La Decisione della Corte e il concetto di ricorso inammissibile
La Suprema Corte ha dichiarato il ricorso inammissibile. La decisione si fonda su un principio consolidato nella giurisprudenza di legittimità: i motivi di ricorso non possono essere una semplice riproduzione delle censure già presentate e respinte nei precedenti gradi di giudizio. Per essere ammissibile, un ricorso deve contenere una critica specifica e puntuale delle argomentazioni contenute nella sentenza impugnata, evidenziando gli errori di diritto o i vizi logici che la inficerebbero.
Le Motivazioni della Corte
La Corte ha spiegato che i motivi addotti dal ricorrente erano del tutto generici. Essi non si confrontavano adeguatamente con la motivazione della sentenza della Corte d’Appello, che i giudici di legittimità hanno invece ritenuto sufficiente, logica, congrua e corretta dal punto di vista giuridico. In sostanza, il ricorso era privo di quella necessaria analisi critica che giustifica l’intervento della Cassazione. In particolare, la Corte d’Appello aveva fornito una spiegazione chiara e coerente sia degli elementi di prova a carico dell’imputato, sia delle ragioni per cui non era applicabile la causa di non punibilità di cui all’art. 131-bis c.p. Su quest’ultimo punto, era stato valorizzato un elemento specifico della condotta: il tentativo dell’imputato di sottrarsi al controllo dei Carabinieri, un comportamento che escludeva la particolare tenuità dell’offesa.
Conclusioni: Le Conseguenze di un Ricorso Inammissibile
La declaratoria di inammissibilità non è priva di conseguenze. Ai sensi dell’articolo 616 del codice di procedura penale, quando non vi è prova dell’assenza di colpa nel determinare la causa di inammissibilità, il ricorrente viene condannato al pagamento delle spese processuali. Inoltre, la Corte impone il versamento di una somma di denaro in favore della cassa delle ammende, che nel caso di specie è stata fissata in tremila euro. Questa ordinanza ribadisce quindi una lezione fondamentale: l’impugnazione in Cassazione è uno strumento tecnico che richiede rigore e specificità, non una mera ripetizione di argomenti già vagliati.

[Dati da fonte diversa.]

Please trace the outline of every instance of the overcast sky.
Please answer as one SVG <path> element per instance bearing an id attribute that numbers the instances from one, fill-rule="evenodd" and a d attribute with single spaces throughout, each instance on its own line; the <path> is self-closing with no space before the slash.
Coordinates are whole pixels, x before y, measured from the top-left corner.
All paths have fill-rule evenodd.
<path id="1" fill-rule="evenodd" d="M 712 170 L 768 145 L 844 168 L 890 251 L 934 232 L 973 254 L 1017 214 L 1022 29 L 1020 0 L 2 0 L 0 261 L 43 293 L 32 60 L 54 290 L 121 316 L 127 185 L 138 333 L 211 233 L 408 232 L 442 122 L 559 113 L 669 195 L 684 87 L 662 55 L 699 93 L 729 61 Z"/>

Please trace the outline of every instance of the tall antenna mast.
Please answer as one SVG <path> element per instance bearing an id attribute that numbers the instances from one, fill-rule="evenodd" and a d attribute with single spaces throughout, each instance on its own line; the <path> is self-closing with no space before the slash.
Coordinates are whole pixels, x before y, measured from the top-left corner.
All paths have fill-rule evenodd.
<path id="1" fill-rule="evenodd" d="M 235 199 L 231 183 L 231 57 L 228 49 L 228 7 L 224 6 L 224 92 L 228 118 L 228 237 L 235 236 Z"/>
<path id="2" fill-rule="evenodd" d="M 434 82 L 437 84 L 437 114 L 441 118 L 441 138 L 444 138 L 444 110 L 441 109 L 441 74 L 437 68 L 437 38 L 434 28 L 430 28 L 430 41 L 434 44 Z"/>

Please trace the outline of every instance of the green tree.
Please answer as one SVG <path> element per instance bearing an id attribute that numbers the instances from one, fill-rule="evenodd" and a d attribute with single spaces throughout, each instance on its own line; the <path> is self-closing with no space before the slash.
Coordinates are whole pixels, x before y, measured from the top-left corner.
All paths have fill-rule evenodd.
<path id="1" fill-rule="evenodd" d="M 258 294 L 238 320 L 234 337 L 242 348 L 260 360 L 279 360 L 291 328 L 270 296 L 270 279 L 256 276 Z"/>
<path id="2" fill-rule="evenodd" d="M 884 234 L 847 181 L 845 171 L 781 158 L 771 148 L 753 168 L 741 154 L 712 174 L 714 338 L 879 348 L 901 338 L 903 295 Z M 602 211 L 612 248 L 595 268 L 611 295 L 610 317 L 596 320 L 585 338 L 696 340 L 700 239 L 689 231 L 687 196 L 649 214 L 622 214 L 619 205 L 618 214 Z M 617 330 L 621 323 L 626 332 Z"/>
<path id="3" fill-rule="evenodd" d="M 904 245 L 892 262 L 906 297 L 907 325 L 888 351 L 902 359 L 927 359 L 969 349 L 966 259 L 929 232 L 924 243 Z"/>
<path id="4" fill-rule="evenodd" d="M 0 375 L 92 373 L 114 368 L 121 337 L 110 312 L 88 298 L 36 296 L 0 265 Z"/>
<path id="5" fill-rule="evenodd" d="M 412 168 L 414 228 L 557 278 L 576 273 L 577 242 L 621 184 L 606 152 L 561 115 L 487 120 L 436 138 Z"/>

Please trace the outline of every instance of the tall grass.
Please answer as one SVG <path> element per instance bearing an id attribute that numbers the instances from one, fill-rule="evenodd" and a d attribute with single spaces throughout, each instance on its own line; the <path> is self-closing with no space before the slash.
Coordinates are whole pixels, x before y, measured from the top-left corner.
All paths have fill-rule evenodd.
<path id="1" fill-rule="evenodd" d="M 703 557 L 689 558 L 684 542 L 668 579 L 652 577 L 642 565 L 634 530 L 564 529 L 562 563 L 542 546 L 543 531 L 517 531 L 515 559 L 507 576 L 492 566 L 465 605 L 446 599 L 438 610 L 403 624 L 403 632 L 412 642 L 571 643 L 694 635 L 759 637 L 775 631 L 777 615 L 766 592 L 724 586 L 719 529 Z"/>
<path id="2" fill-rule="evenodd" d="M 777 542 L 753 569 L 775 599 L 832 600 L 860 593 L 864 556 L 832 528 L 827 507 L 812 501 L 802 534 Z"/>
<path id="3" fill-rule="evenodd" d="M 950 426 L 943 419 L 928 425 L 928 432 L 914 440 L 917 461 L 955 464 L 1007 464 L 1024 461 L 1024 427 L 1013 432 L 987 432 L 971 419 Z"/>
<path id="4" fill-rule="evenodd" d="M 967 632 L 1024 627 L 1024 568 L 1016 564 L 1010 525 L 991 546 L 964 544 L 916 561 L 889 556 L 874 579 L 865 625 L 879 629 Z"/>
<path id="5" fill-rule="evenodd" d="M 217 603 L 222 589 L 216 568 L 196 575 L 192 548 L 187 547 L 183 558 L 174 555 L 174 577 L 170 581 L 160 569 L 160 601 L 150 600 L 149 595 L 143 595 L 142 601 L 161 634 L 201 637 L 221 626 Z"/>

Quando un ricorso in Cassazione viene dichiarato inammissibile?
Un ricorso viene dichiarato inammissibile quando i motivi sono generici, riproduttivi di censure già respinte nei gradi di merito e privi di una critica specifica e puntuale delle argomentazioni della sentenza impugnata.
Perché nel caso di specie non è stata applicata la causa di non punibilità per particolare tenuità del fatto (art. 131-bis c.p.)?
Non è stata applicata perché la Corte d’Appello ha ritenuto che la condotta dell’imputato non fosse di particolare tenuità, valorizzando in particolare il fatto che avesse tentato di sottrarsi al controllo delle forze dell’ordine.
Cosa comporta la dichiarazione di inammissibilità del ricorso?
La dichiarazione di inammissibilità comporta la condanna del ricorrente al pagamento delle spese del procedimento e di una sanzione pecuniaria a favore della cassa delle ammende.